Basically the ship can’t operate and cruise without blowing the diesel generators.

Compare this with QEC which should do 25 knots with 80MW of delivered power. The cubic law to 15 knots means she’ll need about 18MW to cruise at 15 knots which can easily be delivered by the 40MW of diesel with room to spare to power the ship’s systems too.

It’s not quite as simple as all this but it serves as a guide to why T45 is an odd (to say the least) design.

Rocket Banana

With the exception on the WR21 gubbins (which is forgivable) I think the T45 power plant is a massive blunder. It doesn’t take a genius to see it was a problem waiting to happen. The whole point in the diesels is for redundancy (and efficient low-demand power production which was not supposedly needed due to the fancy WR21), it’s just system redundancy (which is all they can manage) makes the ship a sitting duck in a real war. It always, always needed to be able to limp home on diesels.

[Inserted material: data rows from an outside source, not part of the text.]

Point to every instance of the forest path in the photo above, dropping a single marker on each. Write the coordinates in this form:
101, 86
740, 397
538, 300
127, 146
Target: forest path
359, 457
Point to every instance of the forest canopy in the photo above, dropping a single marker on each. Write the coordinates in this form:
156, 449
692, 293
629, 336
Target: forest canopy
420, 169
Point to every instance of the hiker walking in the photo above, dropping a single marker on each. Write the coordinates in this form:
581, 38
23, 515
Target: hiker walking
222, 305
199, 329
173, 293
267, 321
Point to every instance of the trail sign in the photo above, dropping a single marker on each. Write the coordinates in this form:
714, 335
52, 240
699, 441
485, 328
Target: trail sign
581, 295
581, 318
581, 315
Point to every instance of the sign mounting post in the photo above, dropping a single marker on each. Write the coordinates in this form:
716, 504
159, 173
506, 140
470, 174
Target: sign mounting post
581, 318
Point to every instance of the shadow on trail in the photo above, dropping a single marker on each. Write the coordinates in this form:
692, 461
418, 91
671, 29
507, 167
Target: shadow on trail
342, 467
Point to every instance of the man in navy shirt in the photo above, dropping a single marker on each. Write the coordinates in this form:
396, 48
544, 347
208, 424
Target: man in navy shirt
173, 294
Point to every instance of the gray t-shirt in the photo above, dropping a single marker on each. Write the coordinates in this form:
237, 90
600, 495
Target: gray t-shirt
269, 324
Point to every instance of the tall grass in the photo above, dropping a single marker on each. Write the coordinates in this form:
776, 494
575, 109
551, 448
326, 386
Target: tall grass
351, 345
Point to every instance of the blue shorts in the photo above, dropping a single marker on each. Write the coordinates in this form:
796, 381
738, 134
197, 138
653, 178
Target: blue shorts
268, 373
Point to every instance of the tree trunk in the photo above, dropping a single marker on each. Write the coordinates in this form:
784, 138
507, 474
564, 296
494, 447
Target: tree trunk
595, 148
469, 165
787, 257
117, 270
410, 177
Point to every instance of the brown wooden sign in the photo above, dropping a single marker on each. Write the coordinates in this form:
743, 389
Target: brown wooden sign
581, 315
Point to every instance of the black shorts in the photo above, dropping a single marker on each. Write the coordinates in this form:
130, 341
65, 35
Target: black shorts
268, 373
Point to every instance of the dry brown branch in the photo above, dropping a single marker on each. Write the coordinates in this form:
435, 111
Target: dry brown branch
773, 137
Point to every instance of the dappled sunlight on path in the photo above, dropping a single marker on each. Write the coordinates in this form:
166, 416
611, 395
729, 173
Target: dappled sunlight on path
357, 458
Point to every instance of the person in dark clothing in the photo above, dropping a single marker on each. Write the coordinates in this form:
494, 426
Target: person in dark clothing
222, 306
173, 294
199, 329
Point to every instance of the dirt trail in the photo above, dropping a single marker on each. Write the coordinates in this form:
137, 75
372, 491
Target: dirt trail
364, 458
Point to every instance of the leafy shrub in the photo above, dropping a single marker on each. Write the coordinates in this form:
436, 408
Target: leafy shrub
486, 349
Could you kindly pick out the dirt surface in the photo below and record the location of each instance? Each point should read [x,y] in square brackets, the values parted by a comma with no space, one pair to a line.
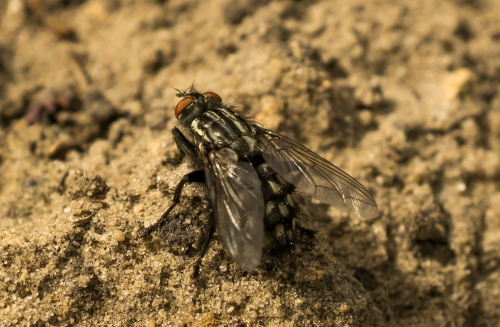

Obviously nobody read the Albion/Bulwark memos.

Observer
Observer

Multiple redundancies are expensive. If you think the Type-45 is expensive, wait till you see the cost after building in what is essentially a 2nd engine.

As for the “lots of individual small causes”, maybe we should go back to the past and ask priests to bless the darn thing first before starting work! Can’t hurt. :)

El Sid
El Sid

@Deja Vu – err, “architecture” doesn’t mean visual appearance, it’s about the underlying design. Try reading the OED : “The complex or carefully designed structure of something….The conceptual structure and logical organization of a computer or computer-based system.”

And there was redundancy – the trouble was that the diesels were only intended to give enough juice to get home on, but WR21 proved so unreliable that they found themselves using the diesels far more than planned, and the diesels weren’t designed to be used to that extent.

Some more recent news :
SeaCeptor wins another downselect, all they’re saying is that it’s not Chile, who will decide soon on whether their T23’s get SeaCeptor or Barak-8 :
http://www.janes.com/article/58911/sea-ceptor-scores-new-success-gets-set-for-chile-showdown

Someone’s worked out that one might not be able to guarantee getting QNLZ through Hormuz to Bahrain :
“the UK announced a multi-million pound joint venture (JV) that will “provide vital engineering work and support to the world’s naval vessels”….The UK government indicated there will be a permanent Royal Navy presence at Duqm and the port will be used by the two Queen Elizabeth-class aircraft carriers, as well as other naval vessels.”
http://www.janes.com/article/59205/oman-s-duqm-port-to-support-royal-navy-vessels

USN have found an AWESUM acronym for small UAVs for targetting from submarines :
https://news.usni.org/2016/03/31/navy-set-to-buy-awesum-miniature-sub-launched-uavs

On land, there’s a review looking to get rid of LMG and 60mm mortars from rifle platoons :
http://www.janes.com/article/58800/british-army-to-review-use-of-belt-fed-weapons-and-light-mortars

43 Commando are standardising on the L119 Cold C8 at Faslane :
http://www.janes.com/article/58501/uk-royal-marine-unit-ditches-the-sa80-for-colt-c8

CTAI have delivered their first production gun to MoD :
http://www.janes.com/article/59010/uk-receives-first-production-40-mm-cased-telescoped-cannon-system

And finally, a cute story about how pre-WWII televisions and some lateral thinking surprised the Septics :
http://www.rafmuseum.org.uk/blog/small-object-big-story/

andyreeves9
andyreeves9

my son is on duncan, the issues of the other 45’s appear vastly overstated, no problems have been encountered and is regarded as a’fantastic’ ship the media will print any old guff like this, based on hearsay and not facts what i’d like to know is the projected ervice life of a 45? why can’t bristol be rebuiltfrom the inside outt t45 specs? i reckon the R.N COULD GAIN A DESTROYER IN HALF THE, AND A LOT CHEAPER THAN THE COST OR WAIT FOR A ‘NEW BUILD’

andyreeves9
andyreeves9

AS THE YANKS ARE ABOUT TO RETIRE THE TICONDAROGA CLASS WHICH IS TECHNOLOGICALLY CURRENT ALTHOUGH OLD AND BEING EMPLOYED AS A CARRIER ESCORT WHY CAN’T WE GET A MATES RATE ON BUYING A COUPLE? OR IS THE U.K. TOO SNOBBISH TO BUY FOREIGN SECOND HAND?